Andrade rememora que, durante seu doutorado, já se discutia a importância de a pesquisa alcançar a sala de aula, mas que tipo de sala de aula? Ele ressalta que, se o ambiente escolar apenas reproduz o status quo, a presença da pesquisa, por si só, pode não provocar mudanças significativas. Pelo contrário, corre o risco de reforçar práticas já consolidadas, sem estimular reflexão crítica ou promover transformações reais.
Ele destaca que o pesquisador tem como principais atribuições orientar, publicar trabalhos acadêmicos e desenvolver atividades vinculadas à sua instituição. “Já O professor, por sua vez, atua diretamente no ensino em sala de aula. Essa diferença de funções, muitas vezes, explica os desencontros entre pesquisadores, docentes e o contexto escolar, tanto na educação básica quanto no ensino superior”, enfatiza.
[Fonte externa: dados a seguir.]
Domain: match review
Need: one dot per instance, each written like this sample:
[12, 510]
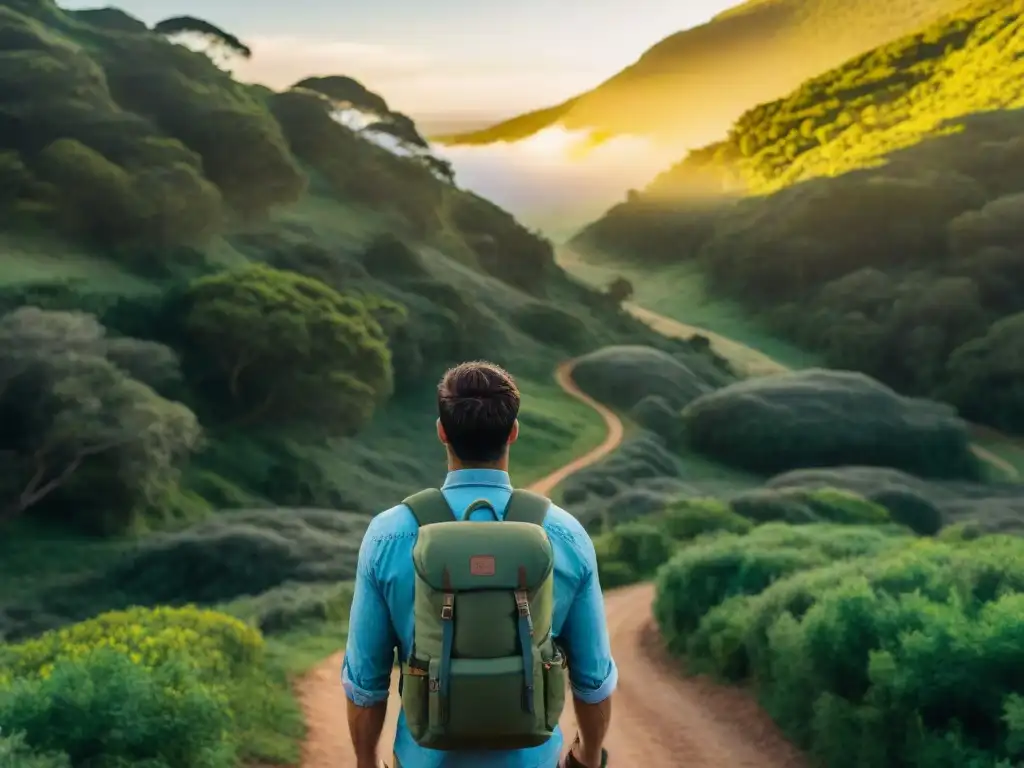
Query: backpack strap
[525, 506]
[429, 507]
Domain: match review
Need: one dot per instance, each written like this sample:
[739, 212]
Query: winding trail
[662, 719]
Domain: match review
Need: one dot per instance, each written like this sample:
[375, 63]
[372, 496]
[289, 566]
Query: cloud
[557, 180]
[414, 81]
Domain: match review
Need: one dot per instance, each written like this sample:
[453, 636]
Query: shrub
[690, 518]
[902, 655]
[102, 708]
[287, 348]
[705, 574]
[818, 418]
[15, 754]
[215, 647]
[803, 505]
[631, 552]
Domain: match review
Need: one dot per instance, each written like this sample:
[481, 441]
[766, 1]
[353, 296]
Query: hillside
[906, 266]
[218, 297]
[690, 86]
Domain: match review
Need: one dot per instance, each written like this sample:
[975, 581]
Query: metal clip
[522, 602]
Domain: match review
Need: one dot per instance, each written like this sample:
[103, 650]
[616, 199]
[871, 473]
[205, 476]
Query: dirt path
[750, 361]
[662, 719]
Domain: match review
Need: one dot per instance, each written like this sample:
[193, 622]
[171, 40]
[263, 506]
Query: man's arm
[369, 657]
[592, 671]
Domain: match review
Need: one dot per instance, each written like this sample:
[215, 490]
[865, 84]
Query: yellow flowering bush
[214, 645]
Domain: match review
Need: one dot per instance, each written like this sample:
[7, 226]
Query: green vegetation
[760, 48]
[222, 316]
[905, 266]
[826, 418]
[865, 650]
[165, 687]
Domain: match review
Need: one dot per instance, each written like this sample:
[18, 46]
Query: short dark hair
[478, 403]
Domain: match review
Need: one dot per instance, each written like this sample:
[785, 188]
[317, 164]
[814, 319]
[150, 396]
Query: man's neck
[455, 465]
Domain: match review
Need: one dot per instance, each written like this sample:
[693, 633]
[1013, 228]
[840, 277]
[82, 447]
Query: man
[478, 404]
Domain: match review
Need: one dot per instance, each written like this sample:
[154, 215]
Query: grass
[680, 292]
[556, 428]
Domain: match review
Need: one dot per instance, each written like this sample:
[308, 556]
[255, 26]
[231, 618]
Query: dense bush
[287, 348]
[897, 655]
[624, 376]
[705, 574]
[688, 518]
[802, 506]
[827, 418]
[891, 240]
[924, 506]
[85, 441]
[179, 687]
[103, 709]
[632, 551]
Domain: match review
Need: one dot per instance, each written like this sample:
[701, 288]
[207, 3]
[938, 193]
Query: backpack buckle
[522, 602]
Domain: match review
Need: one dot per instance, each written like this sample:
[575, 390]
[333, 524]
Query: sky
[441, 57]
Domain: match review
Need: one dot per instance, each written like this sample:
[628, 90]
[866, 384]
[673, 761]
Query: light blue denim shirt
[382, 615]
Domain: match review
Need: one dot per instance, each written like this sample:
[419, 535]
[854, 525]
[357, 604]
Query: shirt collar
[495, 477]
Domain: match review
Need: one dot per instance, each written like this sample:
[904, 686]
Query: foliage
[827, 418]
[15, 754]
[288, 348]
[884, 226]
[623, 376]
[901, 655]
[689, 518]
[75, 418]
[177, 686]
[760, 48]
[193, 26]
[103, 709]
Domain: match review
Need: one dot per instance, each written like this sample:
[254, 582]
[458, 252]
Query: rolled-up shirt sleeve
[593, 674]
[366, 673]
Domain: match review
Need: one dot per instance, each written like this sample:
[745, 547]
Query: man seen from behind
[491, 597]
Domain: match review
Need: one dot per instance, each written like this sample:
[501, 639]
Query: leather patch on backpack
[481, 565]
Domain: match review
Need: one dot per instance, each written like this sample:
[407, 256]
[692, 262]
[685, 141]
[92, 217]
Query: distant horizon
[454, 60]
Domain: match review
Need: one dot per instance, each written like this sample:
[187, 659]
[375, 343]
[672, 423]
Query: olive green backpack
[483, 672]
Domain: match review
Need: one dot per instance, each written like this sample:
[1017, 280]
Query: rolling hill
[871, 215]
[689, 87]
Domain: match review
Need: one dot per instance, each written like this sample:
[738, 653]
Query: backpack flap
[484, 594]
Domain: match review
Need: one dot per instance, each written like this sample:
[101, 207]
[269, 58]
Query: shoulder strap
[429, 507]
[525, 506]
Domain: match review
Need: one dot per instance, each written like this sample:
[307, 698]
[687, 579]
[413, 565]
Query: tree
[220, 45]
[620, 290]
[77, 426]
[285, 348]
Por isso, segundo Andrade, as investigações em Educação Matemática devem levar em conta as práticas pedagógicas e, principalmente, analisar como o ensino ocorre e em quais contextos esse saber é desenvolvido. Dessa forma, o “inédito-viável” pode se tornar um “percebido destacado”, possibilitando que alunos e docentes entendam a matemática como uma linguagem, uma criação humana inserida em contextos sociais concretos, em constante mudança, e que precisa ser repensada para a construção de uma sociedade mais justa.
Essa é a base de sua aproximação com o pensamento freiriano, e sua prática pedagógica está alicerçada no compartilhamento e construção coletiva do conhecimento. Para ele, esse é o papel essencial do docente: um “espalhador de conhecimento”.
Na pós-graduação, os trabalhos de pesquisa que orienta e o Grupo de Estudo e Pesquisa sobre Educação e Pós-Modernidade (GEPEP), que coordena, têm sido marcados por estudos dentro de perspectivas críticas, com ênfase no cotidiano e na multicontextualidade da escola e da sala de aula. Essas abordagens também têm orientado sua prática pedagógica na graduação, especialmente na Licenciatura em Matemática.